Craft is resurgent. More people are buying craft; more money is being spent on craft products than ever before. This book centres craft as a creative industry, illuminating the experiences of those working in and around craft, particularly people from marginalised groups. 

Shining a light on inequalities around craft work, the author examines the lived experiences of women makers of colour in the professional craft sector. Experiences of racism and microaggressions at all stages of their craft career are analysed. The author draws on innovative empirical research carried out in the UK and Australia, two countries where the resurgence in craft is apparent, yet professional craft practice is dominated by the white and relatively privileged. In interrogating hierarchies of expertise and cultural value in craft, the author employs case studies from community crafts and social enterprises. 

The result is a book of interest to scholars at the intersections of the creative and cultural industries, the creative economy and inequalities at work. 

 

Speaker bios:

Dr Saskia Warren – Dr Saskia Warren is a Senior Lecturer in Human Geography at the University of Manchester. She recently held a Parliamentary Research Fellowship (POST), UK Parliament, working on equality, diversity and inclusion in the Heritage Collections (2021-23). From 2017-2021 she held an Arts and Humanities Research Council Leadership Fellowship, Geographies of Muslim Women and the UK Cultural and Creative Economy. From this research, she co-curated the contemporary art and textile exhibition Beyond Faith: Muslim Women Artists Today, The Whitworth, Manchester (2019-20). Her international research and consultancy has been published in 36 research outputs, including books, articles and reports. Her inter-disciplinary work is featured in leading international peer reviewed journals including Transactions of the Institute of British Geographers, Political Geography, Social and Cultural Geography, Cultural Geographies, Mobilities, and the European Journal of Cultural Studies.
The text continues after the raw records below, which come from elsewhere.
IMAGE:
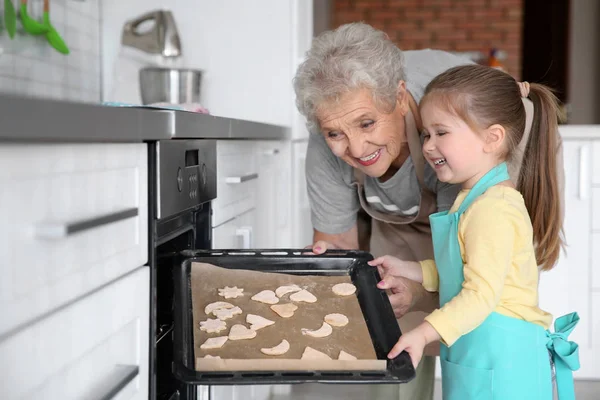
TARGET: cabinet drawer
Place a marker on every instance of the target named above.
(95, 347)
(595, 262)
(595, 161)
(237, 175)
(75, 217)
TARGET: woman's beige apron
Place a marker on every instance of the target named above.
(408, 238)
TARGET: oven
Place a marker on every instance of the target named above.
(182, 183)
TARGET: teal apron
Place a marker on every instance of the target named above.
(504, 357)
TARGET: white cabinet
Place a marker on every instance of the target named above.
(74, 217)
(94, 348)
(302, 226)
(273, 205)
(237, 233)
(573, 284)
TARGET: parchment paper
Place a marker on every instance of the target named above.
(353, 338)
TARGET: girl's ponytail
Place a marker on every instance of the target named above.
(538, 180)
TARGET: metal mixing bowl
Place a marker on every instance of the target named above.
(170, 85)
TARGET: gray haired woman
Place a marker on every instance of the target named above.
(368, 185)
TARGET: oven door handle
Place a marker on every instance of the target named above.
(241, 179)
(60, 230)
(245, 233)
(122, 376)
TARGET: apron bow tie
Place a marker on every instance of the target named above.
(565, 354)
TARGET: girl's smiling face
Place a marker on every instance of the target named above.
(456, 152)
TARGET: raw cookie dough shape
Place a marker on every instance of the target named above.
(231, 292)
(278, 350)
(336, 319)
(285, 289)
(226, 313)
(323, 331)
(212, 325)
(214, 343)
(346, 356)
(303, 295)
(312, 354)
(284, 310)
(257, 322)
(266, 296)
(344, 289)
(240, 332)
(216, 306)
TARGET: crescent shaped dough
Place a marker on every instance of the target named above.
(226, 313)
(284, 310)
(278, 350)
(344, 289)
(312, 354)
(240, 332)
(212, 325)
(303, 295)
(231, 292)
(214, 343)
(216, 306)
(258, 322)
(285, 289)
(336, 319)
(323, 331)
(346, 356)
(266, 296)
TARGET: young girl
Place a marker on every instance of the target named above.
(495, 341)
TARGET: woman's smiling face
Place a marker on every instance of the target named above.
(361, 134)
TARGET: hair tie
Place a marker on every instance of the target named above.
(524, 88)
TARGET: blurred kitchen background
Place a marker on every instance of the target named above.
(245, 48)
(245, 53)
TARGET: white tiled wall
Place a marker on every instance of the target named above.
(31, 67)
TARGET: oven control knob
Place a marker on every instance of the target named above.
(203, 177)
(179, 179)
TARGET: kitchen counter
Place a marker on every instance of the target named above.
(31, 119)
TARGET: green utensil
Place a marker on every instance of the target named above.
(10, 18)
(31, 25)
(52, 36)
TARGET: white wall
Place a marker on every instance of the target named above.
(584, 62)
(30, 67)
(227, 40)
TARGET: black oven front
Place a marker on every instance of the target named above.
(182, 181)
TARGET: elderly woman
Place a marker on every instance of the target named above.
(360, 94)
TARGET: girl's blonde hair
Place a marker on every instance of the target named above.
(482, 96)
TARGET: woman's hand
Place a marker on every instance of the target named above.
(414, 342)
(390, 268)
(404, 293)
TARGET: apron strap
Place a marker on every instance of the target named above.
(565, 355)
(493, 177)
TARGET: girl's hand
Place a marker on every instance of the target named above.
(414, 342)
(390, 268)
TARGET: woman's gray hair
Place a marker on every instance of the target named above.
(353, 56)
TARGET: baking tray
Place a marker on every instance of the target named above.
(374, 303)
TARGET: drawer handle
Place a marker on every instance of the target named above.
(241, 179)
(122, 376)
(58, 230)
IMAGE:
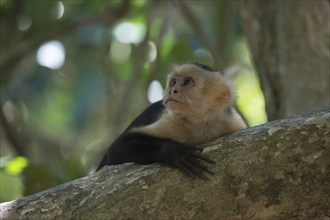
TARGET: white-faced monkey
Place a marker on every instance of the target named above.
(197, 107)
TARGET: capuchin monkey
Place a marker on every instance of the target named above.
(197, 107)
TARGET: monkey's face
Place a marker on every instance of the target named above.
(193, 92)
(184, 91)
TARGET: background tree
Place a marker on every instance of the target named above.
(290, 45)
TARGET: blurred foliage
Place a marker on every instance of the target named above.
(60, 120)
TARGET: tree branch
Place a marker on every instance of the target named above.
(279, 170)
(15, 55)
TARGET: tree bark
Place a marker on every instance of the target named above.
(279, 170)
(290, 46)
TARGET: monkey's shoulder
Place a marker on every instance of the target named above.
(150, 115)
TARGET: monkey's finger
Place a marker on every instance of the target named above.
(201, 157)
(200, 166)
(196, 168)
(184, 168)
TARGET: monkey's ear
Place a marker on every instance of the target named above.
(224, 96)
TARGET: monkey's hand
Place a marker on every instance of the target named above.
(186, 158)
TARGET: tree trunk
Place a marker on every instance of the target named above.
(279, 170)
(289, 41)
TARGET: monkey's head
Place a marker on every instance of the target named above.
(195, 90)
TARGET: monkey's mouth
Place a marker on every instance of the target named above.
(173, 100)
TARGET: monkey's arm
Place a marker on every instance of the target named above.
(145, 149)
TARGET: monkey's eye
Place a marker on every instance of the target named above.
(172, 82)
(188, 82)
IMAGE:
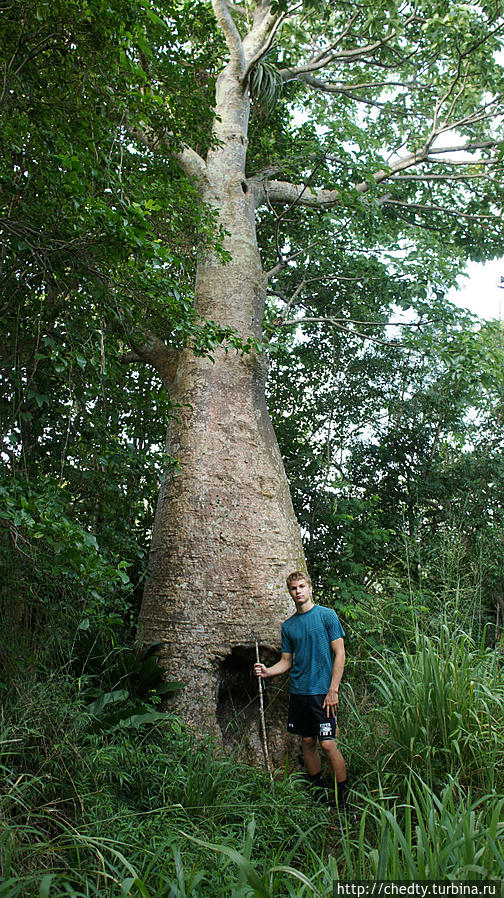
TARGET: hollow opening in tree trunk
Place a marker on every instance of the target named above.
(238, 694)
Her recent monograph British Muslim Women in the Cultural and Creative Industries, was published with Edinburgh University Press in May 2022. Her research and consultancy has been funded by UKRI (Engineering and Physical Sciences Research Council; Economic and Social Research Council; Arts and Humanities Research Council) and Heritage Lottery Fund, Collections Trust, Arts Connect.

Rose Sinclair – Rose Sinclair MBE is a Lecturer (Textiles) in Design Education, Goldsmiths, University of London
Her PhD doctoral research is distinctive with its focus on Black British women their crafting practices, discussed through textiles networks such as Dorcas Clubs.
Rose’s works utilises public engagement and participatory immersive workshops, in spaces such as the V&A London, The Garden Museum and the British Library, House for an Art Lover, and Timespan in Helmsdale, Scotland. Her work on Dorcas Clubs has featured on national TV in ‘Craftivism: Making a Difference’ BBC4 Feb 2021, alongside interviews on BBC Woman’s Hour, and BBC Witness History.
She co-curated the first retrospective of Caribbean textile designer Althea McNish, in 2022 at the William Morris Gallery ‘Althea McNish: Colour is Mine’ and The Whitworth in Manchester. Rose ‘s latest research, is focused on the first monograph about Althea McNish. Her latest co-curated work with Craftspace, ‘Dorcas Stories from the Front Room, Textiles Narratives, Now and Then’ (23rd Sept – 29th Oct 2024) discussed the legacy of the Windrush generation through craft.
Rose has authored several textile books and chapters, her most recent works being ‘Tracing back to trace forwards, What it means/takes to be a Black Designer’ in (2021), Igoe (Ed) Textile Design Theory in the Making; Does Design do Race (Dec 2022) in Hardy (Ed) Debates in Design & Technology Education’. She is on the International Advisory board for Textile: Journal of Cloth and Culture and is Co-Editor of the Journal of Textile Research and Practice. Previously Chair of the Equity Advisory Council at the Crafts Council, Rose is now a Trustee at the Crafts Council, a Trustee of the Textile Society UK and an Heritage Crafts Ambassador Heritage Crafts UK, and an Associate member of the APPG Group for Craft, and a founding member of the UBAE (United Black Art Educators) which is part of the NSEAD. Rose was awarded an MBE in 2024 for Services to the Arts.